After looking through how the connections work, I went ahead and hooked up my Twitter account, since I can just push though status updates on books. The world will not have to suffer through an inundation of twenty-five or so years of reading. (Speaking of Twitter, after seeing the NASA pictures someone else linked for Thing 3, I added @NASA on Twitter. They're surprisingly chatty! Of course, they're in the run-up to a shuttle launch, as well.)
I added a profile picture; I didn't want to have to plug my camera in (I'm one of those people who doesn't delete pictures if they're not blurry and my camera isn't full), so I pulled the picture off my Facebook page. Facebook keeps changing how it displays pictures (now a slideshow type thing), so it took a little searching to find the "download" button. It's from last June, taken about 7:30 p.m. in front of the Lincoln Memorial with the Washington Monument behind us. The weather was awful - 90 degrees and very humid - and it reminded me of one of the reasons I'm not still living where I grew up (on the same latitude as DC). People kept offering to take pictures of us for us when they'd see us with me holding the camera out and trying to guesstimate whether we were in the shot. (My husband doesn't want pictures of him posted online, so I crop him out of stuff I post if we're both in it.)

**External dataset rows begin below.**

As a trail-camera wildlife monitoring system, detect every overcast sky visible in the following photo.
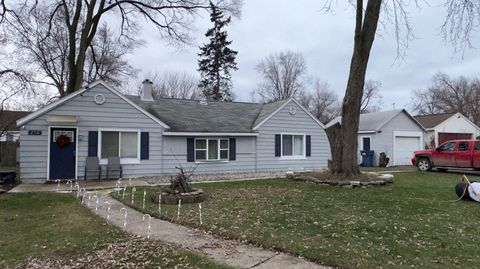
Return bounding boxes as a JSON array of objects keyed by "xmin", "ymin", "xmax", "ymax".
[{"xmin": 124, "ymin": 0, "xmax": 480, "ymax": 110}]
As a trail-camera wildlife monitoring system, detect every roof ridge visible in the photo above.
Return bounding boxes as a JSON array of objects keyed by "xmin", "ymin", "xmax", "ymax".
[
  {"xmin": 414, "ymin": 112, "xmax": 458, "ymax": 117},
  {"xmin": 125, "ymin": 94, "xmax": 264, "ymax": 105}
]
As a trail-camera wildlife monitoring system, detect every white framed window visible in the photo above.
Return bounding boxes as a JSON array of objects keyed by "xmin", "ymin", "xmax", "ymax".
[
  {"xmin": 281, "ymin": 134, "xmax": 306, "ymax": 159},
  {"xmin": 98, "ymin": 130, "xmax": 140, "ymax": 164},
  {"xmin": 195, "ymin": 138, "xmax": 230, "ymax": 161}
]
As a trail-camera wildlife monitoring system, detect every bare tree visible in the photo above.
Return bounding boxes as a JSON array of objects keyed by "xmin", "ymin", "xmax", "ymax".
[
  {"xmin": 326, "ymin": 0, "xmax": 480, "ymax": 176},
  {"xmin": 299, "ymin": 79, "xmax": 341, "ymax": 123},
  {"xmin": 256, "ymin": 51, "xmax": 307, "ymax": 102},
  {"xmin": 3, "ymin": 2, "xmax": 139, "ymax": 96},
  {"xmin": 149, "ymin": 72, "xmax": 204, "ymax": 100},
  {"xmin": 2, "ymin": 0, "xmax": 237, "ymax": 96},
  {"xmin": 412, "ymin": 73, "xmax": 480, "ymax": 124},
  {"xmin": 442, "ymin": 0, "xmax": 480, "ymax": 52},
  {"xmin": 360, "ymin": 80, "xmax": 383, "ymax": 114},
  {"xmin": 84, "ymin": 24, "xmax": 141, "ymax": 86}
]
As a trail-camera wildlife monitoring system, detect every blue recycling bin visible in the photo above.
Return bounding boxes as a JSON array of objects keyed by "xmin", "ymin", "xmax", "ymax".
[{"xmin": 360, "ymin": 150, "xmax": 374, "ymax": 167}]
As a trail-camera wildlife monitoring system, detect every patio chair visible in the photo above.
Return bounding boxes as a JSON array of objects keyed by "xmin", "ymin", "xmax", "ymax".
[
  {"xmin": 85, "ymin": 156, "xmax": 102, "ymax": 180},
  {"xmin": 107, "ymin": 157, "xmax": 123, "ymax": 179}
]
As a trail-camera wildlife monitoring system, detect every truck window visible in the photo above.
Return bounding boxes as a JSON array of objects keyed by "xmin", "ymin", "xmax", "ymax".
[
  {"xmin": 475, "ymin": 141, "xmax": 480, "ymax": 150},
  {"xmin": 458, "ymin": 142, "xmax": 469, "ymax": 151},
  {"xmin": 437, "ymin": 142, "xmax": 455, "ymax": 151}
]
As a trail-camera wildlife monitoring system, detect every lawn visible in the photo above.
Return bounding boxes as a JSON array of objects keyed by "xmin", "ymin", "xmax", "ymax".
[
  {"xmin": 0, "ymin": 193, "xmax": 232, "ymax": 268},
  {"xmin": 113, "ymin": 172, "xmax": 480, "ymax": 268}
]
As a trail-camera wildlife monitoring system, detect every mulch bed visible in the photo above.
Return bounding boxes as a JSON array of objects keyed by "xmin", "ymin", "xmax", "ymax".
[
  {"xmin": 287, "ymin": 171, "xmax": 393, "ymax": 188},
  {"xmin": 7, "ymin": 236, "xmax": 206, "ymax": 269}
]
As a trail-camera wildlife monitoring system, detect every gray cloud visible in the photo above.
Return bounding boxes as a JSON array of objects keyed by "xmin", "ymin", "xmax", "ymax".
[{"xmin": 124, "ymin": 0, "xmax": 480, "ymax": 110}]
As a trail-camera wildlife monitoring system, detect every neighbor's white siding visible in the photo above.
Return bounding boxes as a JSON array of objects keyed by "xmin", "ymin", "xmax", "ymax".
[
  {"xmin": 257, "ymin": 101, "xmax": 330, "ymax": 171},
  {"xmin": 20, "ymin": 85, "xmax": 163, "ymax": 181},
  {"xmin": 358, "ymin": 113, "xmax": 423, "ymax": 166}
]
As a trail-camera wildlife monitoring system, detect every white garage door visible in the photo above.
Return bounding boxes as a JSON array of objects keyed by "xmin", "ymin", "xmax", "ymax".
[{"xmin": 394, "ymin": 136, "xmax": 420, "ymax": 165}]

Actually, thinking about the trip to DC reminds me that I should add The Guns of August to my books read - I got it in the bookstore in the central train station to read on the train that we were taking from our hotel in Alexandria into the center of the city. Barbara Tuchman was an amazing writer, and I wish she'd done a book on the entire war. Just getting the one August out of her left me wanting so much more.